People of all ages are constantly looking for shortcuts to improving their shooting in basketball, whether it be your free throws, close range, mid-range, or long range shooting. The truth is, and we’ve all heard it enough times, practice will always be the key to taking your skills to the next level.
With that being said, it’s not just practice, but how you practice. You’ve probably also heard the saying “practice like you play,” which is exactly what I’m getting at.
In professional sports — and even in lower-level sports — we love statistics. Every game, we keep track of just about every statistic you can think of. And whether they’ll admit it or not, those statistics are what drive athletes to do better.
It speaks for itself. If your statistics are bad, it’s a sure sign that improvement is needed. If your statistics are good, it’s a sign that whatever you’ve been doing has been working.
Unfortunately, not too many athletes take advantage of keeping statistics during practice. If you could see how you’ve been performing during practice and how that translates to game situations, it’ll help you point out and target areas that need improvement.
That’s where a shooting log comes in handy.
What is a Shooting Log?
A shooting log in basketball is simply a log — which can be done on a piece of paper or your phone — where you track each shot taken in practice. This allows you to see how many shots you’re making and missing each time you hit the floor.
As you keep up with your log, you’ll be able to spot certain variables and trends. Those who take their log seriously will notice that seeing your numbers in front of you everyday will actually make you more motivated to practice. This is especially true once the athlete starts to see positive results in real games.

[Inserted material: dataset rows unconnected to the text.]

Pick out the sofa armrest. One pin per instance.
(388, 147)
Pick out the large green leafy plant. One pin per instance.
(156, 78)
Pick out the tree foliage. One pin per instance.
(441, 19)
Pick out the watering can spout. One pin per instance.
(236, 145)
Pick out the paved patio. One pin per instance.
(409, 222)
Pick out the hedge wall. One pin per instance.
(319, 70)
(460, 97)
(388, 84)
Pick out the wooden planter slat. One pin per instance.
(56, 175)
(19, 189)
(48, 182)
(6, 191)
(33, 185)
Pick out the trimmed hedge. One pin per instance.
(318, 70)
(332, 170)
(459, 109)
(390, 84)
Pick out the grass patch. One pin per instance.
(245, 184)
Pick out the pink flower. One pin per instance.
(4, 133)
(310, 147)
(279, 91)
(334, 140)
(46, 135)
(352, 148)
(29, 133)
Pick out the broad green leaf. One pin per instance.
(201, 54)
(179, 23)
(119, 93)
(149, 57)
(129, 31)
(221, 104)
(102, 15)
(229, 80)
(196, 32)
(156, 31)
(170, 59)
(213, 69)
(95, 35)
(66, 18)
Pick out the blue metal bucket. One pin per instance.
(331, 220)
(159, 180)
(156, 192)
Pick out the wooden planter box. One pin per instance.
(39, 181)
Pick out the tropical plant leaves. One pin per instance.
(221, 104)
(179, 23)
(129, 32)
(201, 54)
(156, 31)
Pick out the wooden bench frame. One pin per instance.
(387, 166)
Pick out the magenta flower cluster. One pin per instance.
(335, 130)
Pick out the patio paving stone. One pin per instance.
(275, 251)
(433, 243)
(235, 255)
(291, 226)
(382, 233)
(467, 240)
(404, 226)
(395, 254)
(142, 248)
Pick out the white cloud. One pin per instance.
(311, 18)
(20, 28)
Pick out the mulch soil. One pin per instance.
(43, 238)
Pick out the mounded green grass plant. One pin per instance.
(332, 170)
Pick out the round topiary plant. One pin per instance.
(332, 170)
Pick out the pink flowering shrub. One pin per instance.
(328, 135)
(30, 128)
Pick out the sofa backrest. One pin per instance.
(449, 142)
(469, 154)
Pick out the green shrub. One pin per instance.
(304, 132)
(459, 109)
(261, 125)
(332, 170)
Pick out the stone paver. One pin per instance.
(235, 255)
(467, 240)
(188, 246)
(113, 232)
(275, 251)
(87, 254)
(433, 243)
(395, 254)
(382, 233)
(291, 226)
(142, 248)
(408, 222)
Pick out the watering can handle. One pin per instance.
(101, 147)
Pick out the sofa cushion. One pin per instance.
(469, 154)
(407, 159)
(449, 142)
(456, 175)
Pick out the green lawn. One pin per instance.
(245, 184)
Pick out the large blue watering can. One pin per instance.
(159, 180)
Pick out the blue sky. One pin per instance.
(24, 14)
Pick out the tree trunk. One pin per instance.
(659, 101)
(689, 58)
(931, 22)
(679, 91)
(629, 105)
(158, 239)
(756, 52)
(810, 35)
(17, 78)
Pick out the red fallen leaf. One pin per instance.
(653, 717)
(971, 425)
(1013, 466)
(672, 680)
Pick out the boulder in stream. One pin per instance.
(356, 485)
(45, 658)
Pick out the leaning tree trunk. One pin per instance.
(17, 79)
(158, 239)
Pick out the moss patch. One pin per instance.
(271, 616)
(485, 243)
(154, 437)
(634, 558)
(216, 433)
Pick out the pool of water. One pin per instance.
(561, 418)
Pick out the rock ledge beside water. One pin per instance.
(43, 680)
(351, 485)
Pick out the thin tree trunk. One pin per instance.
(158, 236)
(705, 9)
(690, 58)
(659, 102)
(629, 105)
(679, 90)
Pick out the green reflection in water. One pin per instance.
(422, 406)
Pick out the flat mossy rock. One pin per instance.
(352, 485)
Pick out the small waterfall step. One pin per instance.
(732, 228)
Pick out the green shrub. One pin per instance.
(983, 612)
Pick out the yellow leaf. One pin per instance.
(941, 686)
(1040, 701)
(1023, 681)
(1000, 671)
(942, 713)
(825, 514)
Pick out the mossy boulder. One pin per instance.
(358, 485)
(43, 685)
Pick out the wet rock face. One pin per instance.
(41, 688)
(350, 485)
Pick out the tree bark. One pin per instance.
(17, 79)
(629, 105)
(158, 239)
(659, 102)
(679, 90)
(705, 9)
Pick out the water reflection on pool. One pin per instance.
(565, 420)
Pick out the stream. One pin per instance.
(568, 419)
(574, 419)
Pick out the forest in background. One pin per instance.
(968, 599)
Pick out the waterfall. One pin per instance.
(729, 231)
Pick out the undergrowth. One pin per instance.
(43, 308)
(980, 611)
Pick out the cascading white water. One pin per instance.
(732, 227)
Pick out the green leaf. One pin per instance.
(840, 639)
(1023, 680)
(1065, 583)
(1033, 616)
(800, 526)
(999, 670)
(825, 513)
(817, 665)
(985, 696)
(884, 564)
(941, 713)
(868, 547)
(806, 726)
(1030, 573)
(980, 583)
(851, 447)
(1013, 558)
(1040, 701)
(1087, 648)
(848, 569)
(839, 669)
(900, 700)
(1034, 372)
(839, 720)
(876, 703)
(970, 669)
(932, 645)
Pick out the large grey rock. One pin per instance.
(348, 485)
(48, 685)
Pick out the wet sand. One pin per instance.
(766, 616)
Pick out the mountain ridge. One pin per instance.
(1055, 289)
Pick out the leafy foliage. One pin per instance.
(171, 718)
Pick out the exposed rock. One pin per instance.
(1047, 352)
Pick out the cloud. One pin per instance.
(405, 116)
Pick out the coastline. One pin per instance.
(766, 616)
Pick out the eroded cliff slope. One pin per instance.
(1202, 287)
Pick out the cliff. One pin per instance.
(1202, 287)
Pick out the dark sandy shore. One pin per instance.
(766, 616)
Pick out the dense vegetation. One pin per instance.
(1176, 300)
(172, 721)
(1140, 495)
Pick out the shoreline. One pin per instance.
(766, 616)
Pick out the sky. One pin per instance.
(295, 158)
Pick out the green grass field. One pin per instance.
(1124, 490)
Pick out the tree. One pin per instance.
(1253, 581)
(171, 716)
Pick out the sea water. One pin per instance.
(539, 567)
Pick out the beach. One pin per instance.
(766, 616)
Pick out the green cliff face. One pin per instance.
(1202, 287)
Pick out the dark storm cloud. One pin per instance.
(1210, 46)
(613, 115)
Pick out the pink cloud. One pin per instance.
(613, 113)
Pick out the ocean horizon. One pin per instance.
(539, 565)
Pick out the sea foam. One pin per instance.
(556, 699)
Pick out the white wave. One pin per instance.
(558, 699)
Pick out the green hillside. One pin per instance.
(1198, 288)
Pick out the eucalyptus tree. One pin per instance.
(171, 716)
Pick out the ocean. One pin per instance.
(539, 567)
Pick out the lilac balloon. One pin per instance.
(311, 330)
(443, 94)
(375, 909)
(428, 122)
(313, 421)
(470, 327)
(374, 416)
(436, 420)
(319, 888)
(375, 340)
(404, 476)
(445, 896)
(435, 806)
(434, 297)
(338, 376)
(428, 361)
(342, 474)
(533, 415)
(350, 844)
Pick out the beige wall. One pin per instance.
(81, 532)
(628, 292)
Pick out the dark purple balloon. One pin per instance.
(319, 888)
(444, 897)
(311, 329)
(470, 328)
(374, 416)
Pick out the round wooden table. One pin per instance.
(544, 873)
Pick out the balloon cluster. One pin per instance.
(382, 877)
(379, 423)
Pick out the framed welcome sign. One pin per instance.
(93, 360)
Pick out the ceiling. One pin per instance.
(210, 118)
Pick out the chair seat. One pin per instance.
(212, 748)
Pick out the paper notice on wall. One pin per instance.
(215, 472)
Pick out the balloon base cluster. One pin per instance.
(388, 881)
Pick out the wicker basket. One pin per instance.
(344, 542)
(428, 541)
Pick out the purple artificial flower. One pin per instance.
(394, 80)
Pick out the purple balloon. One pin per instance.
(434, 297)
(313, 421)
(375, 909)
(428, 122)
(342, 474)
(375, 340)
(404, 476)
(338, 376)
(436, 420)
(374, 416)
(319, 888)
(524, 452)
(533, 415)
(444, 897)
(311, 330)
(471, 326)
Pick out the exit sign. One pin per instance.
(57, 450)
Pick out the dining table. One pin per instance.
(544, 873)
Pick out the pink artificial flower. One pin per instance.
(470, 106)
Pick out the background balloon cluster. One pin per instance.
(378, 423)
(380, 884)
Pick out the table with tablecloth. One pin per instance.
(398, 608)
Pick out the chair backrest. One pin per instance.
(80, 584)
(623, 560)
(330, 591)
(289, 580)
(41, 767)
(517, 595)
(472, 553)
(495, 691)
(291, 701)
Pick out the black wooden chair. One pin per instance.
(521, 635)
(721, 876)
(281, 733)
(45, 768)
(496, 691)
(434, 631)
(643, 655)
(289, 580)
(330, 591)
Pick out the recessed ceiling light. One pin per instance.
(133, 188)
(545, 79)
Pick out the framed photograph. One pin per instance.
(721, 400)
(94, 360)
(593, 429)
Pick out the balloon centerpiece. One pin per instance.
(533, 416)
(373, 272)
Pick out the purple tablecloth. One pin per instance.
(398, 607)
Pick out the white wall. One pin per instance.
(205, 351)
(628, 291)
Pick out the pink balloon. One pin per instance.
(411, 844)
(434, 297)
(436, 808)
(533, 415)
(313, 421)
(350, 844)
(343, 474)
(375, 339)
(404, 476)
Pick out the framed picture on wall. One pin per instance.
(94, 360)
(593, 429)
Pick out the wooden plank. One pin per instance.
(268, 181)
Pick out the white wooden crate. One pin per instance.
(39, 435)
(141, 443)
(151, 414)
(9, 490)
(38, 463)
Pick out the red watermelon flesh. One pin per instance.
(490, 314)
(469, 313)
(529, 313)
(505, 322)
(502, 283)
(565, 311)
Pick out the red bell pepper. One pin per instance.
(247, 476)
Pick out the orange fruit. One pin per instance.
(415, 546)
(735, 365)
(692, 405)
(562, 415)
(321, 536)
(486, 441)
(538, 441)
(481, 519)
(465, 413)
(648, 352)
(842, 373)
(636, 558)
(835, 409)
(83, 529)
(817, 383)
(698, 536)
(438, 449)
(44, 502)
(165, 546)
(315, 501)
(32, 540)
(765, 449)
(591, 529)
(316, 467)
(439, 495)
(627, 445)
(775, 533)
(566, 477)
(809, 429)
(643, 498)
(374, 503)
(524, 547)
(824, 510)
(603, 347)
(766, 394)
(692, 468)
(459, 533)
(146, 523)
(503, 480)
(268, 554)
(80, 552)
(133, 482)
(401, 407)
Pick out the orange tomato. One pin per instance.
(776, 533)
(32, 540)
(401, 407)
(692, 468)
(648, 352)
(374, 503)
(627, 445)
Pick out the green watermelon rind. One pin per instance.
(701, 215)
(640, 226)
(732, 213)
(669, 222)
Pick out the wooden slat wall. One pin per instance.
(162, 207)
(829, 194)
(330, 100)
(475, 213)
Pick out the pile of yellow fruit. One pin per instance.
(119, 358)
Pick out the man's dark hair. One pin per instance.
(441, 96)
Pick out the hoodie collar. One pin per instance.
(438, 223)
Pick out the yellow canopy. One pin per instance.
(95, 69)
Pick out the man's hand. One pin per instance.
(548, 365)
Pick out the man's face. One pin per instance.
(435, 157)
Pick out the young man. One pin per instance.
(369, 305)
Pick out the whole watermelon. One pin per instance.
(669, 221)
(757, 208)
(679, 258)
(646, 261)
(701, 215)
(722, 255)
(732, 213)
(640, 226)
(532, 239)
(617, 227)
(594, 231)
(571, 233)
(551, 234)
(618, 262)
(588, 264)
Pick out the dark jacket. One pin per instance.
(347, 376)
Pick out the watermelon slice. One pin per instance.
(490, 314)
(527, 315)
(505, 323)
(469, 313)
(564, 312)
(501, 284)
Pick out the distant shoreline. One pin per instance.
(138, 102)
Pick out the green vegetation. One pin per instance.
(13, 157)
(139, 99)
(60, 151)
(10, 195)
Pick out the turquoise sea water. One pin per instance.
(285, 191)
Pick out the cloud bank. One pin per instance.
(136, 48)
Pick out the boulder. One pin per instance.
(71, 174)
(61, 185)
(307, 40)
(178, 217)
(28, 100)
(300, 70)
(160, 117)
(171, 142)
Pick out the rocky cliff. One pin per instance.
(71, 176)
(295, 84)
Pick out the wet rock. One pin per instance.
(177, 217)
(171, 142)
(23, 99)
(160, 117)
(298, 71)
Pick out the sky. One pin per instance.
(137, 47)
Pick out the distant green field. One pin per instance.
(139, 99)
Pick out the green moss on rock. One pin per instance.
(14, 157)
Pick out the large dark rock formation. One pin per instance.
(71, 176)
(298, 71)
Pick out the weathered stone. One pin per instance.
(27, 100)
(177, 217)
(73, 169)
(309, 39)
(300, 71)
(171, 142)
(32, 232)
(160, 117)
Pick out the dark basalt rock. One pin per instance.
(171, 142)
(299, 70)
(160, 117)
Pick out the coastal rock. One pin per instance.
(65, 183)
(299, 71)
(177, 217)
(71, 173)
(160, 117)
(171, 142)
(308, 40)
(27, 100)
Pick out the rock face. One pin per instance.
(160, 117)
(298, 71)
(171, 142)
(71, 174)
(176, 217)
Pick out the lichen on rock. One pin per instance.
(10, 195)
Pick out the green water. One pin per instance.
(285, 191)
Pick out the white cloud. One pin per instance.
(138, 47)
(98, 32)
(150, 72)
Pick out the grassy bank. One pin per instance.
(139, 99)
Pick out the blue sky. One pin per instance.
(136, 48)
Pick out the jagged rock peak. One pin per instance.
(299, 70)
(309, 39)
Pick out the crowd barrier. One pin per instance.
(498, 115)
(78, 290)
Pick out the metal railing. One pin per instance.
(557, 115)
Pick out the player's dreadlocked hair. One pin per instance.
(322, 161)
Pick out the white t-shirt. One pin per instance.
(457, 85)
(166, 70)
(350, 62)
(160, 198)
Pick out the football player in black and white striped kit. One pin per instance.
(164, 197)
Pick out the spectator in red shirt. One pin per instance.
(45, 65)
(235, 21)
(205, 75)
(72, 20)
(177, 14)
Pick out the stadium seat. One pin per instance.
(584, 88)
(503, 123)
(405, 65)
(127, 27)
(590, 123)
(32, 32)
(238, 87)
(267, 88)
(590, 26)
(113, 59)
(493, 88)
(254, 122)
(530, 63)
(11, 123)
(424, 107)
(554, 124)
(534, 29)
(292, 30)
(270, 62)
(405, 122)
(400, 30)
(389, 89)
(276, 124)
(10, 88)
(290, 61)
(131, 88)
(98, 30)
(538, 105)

Getting Creative With Your Shooting Log
To make your log more effective, be sure to keep track of each category shot as well. For beginners, it might be best to start basic with your categories. This can include three-point, layup, close range, mid-range, free throw, etc.
These are the most basic categories that will help you vaguely keep track of your shooting. If you’re looking for something a bit more in-depth, or if you’re looking to switch it up from the basic categories, don’t shy away from getting specific.
By opening yourself up to all the different shots you can track with your shooting log, the possibilities are endless. For most coaches that take advantage of this method, they like to narrow it down to different spots on the court, distances, situations, etc.
To help get your creative juices flowing, here are some ideas for your shooting log:
- When tracking layups, add different moves to the layup and keep track of each one (crossover, hesitation, etc.)
- Pick several different spots on the court (corner, top of the key, elbow, top of the paint, etc.) and keep track of each spot
- Practice with a friend and work on guarded shots
- Change the type of shots you are taking (fadeaway, step back, catch and shoot, pull up, etc.)
- If you’re a coach, practice different shots in different situations (buzzer-beater, down by 2, down by 3, up by 1) and get your whole team involved
Even the Greats Do It
We all want to be as good as the basketball players we see on television. If that’s true, then you should have no issue getting behind a method that is used by just about every professional basketball team and coach.
Dave Hopla, one of the greatest basketball shooters ever, has spent most of his life teaching others how to improve their shooting. From kids to professional athletes, Hopla’s expertise and knowledge in the art of shooting a basketball has earned him incredible respect in the game.
Hopla spent time with several NBA teams as a coach, including the Toronto Raptors, Washington Wizards, and New York Knicks. He has always been very keen on keeping a shooting log if you want to improve your basketball shot. It’s a method he used as a coach in the NBA, working alongside some of the greatest basketball players in the world.
If you’re ready to take the next step with your shot, do yourself a favor and start a shooting log today!